There are a lot of "tutorials" out there, any specific ones you would recommend? Thx


----------



## BeenThere (May 30, 2015)

"Sky Guide" app for iPad. Just hold up your iPad and it shows the constellations in the direction you are looking. Turn until the Milky Way is shown on the iPad screen and it's there in the sky in front of you.


----------



## dcm (May 31, 2015)

sanjosedave said:


> What are some tips and tricks to find the Milky Way? I've tried Stellarium and recently downloaded goskywatch, but haven't had much luck.
> 
> I guess I want something as easy as: enter your location and time, enter what you are looking for (Milky Way), click enter and it shows you where to point your lens based on your location.
> 
> There are a lot of "tutorials" out there, any specific ones you would recommend? Thx



Stellarium (both Mac and iPhone) works fine for me. I'm no astronomer; I just played with the tool to learn about it. The iPhone version allows you to hold it up the sky and it tracks your movements. These tools default to showing you a fairly realistic view of what can be seen in the sky. I can slew it forward to the date and location where I'll be to determine if an object will be visible and the best time and direction to view. I did that a couple hours before I read your note as I was preparing for a trip in July about 1000 miles from my current location and wanted to see the night skies overs a two week period to plan to be there. Now if only the weather will cooperate  

In Stellarium you can use the Location Window to choose a location using Lat/Long or select from a list. The Date/Time window will let you pick your date. You can change the settings (Sky and Viewing Options Window on my Mac) to increase the Milky Way brightness and reduce the default light pollution to match your locale. Then slew it forward or backwards to watch the night sky unfold. You an also control the labels you want to see. It took me about a minute to display the sky tonight over Mono Lake and see southern end would cross due south around 1 AM PDT.
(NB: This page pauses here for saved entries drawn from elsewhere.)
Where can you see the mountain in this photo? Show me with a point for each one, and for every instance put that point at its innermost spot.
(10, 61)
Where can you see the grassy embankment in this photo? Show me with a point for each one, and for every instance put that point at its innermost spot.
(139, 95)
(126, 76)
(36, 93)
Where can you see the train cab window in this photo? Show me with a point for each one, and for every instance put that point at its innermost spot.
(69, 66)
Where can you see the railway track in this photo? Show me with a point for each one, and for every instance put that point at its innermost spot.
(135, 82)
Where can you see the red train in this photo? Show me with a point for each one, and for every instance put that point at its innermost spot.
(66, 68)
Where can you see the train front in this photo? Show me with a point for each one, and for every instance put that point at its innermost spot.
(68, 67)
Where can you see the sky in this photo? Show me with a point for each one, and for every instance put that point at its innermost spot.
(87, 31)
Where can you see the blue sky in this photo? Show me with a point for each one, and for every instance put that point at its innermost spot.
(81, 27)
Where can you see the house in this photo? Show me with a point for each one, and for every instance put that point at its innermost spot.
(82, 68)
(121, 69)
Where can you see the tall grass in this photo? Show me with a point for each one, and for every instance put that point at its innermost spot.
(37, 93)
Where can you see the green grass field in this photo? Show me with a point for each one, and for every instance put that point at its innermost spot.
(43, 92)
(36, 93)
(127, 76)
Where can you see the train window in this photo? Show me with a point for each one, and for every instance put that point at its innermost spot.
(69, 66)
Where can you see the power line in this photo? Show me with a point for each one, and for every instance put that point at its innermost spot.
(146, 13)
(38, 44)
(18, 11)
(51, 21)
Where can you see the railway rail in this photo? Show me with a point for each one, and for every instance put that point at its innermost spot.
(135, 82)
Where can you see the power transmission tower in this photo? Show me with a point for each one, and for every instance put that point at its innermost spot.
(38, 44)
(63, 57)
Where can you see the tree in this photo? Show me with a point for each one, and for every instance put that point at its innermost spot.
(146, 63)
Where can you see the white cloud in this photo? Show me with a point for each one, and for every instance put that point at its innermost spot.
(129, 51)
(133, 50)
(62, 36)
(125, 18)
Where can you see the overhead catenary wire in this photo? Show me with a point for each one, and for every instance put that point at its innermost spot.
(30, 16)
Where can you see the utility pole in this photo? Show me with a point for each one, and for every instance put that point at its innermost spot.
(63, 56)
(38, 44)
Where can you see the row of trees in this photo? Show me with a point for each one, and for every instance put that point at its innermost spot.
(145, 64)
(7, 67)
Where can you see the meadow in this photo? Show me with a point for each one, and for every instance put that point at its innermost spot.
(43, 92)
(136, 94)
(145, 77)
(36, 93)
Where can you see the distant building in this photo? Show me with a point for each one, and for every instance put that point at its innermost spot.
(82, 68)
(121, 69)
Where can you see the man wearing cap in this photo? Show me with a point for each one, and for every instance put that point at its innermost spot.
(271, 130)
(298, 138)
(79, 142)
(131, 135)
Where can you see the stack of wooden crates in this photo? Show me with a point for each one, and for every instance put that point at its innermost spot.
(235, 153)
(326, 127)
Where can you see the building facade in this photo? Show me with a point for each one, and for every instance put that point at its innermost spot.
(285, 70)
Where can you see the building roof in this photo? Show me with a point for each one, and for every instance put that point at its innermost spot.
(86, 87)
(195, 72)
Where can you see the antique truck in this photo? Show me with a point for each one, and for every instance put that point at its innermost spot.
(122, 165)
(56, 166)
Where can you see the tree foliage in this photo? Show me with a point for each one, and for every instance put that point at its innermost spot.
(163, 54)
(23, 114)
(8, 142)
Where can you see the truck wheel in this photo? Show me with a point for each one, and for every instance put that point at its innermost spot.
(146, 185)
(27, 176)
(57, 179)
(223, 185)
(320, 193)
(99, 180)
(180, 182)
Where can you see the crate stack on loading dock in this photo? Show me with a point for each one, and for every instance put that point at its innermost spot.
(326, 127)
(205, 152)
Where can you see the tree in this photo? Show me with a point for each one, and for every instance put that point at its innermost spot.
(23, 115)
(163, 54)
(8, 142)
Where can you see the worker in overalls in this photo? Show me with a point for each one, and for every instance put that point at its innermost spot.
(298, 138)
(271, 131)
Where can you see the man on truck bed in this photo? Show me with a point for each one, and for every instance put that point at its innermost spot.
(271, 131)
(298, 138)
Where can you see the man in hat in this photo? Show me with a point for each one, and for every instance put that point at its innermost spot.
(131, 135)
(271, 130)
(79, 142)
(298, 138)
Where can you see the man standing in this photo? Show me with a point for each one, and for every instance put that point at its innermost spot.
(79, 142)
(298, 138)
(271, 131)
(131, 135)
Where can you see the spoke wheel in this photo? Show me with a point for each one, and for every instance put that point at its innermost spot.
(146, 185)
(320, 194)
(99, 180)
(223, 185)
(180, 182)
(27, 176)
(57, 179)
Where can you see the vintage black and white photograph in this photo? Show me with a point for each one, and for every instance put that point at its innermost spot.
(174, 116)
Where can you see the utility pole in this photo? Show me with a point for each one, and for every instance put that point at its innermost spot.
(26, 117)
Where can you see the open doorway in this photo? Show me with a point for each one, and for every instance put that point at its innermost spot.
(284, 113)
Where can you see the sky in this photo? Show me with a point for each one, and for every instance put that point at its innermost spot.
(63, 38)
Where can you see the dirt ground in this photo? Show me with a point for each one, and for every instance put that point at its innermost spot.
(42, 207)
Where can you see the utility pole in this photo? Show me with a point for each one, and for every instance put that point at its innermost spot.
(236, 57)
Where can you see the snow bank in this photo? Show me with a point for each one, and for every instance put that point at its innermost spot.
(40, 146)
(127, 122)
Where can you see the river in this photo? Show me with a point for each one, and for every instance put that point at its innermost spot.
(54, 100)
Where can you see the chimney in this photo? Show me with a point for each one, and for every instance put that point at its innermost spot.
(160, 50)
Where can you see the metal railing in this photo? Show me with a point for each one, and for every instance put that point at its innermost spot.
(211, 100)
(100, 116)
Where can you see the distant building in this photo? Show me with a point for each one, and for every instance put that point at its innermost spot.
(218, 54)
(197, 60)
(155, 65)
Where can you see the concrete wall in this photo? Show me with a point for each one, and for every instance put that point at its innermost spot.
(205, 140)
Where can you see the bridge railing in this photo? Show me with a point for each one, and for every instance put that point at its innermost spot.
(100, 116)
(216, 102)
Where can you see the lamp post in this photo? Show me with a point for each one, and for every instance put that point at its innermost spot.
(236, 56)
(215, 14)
If you were looking at the skies for the next few nights the Milky Way might not be too visible since it will be obscured by the full moon. It will be much better in a few weeks at the new moon. Unfortunately the Milky Way is not something you can search for in Stellarium because it is not a single location - it's a band of stars making up our galaxy that appears as a ring around the planet or a band of stars from horizon to horizon. I think most tools would have a problem with this unless they pick a random object in the Milky Way. Just choose a star from our galaxy and that should help you find the Milky Way. The constellation Sagittarius might be a good starting point.


----------



## dhr90 (May 31, 2015)

I've been using the Night Sky app so far, although I don't know if it shows the milky way. Will be downloading both those apps to play with on a trip next week so thanks


----------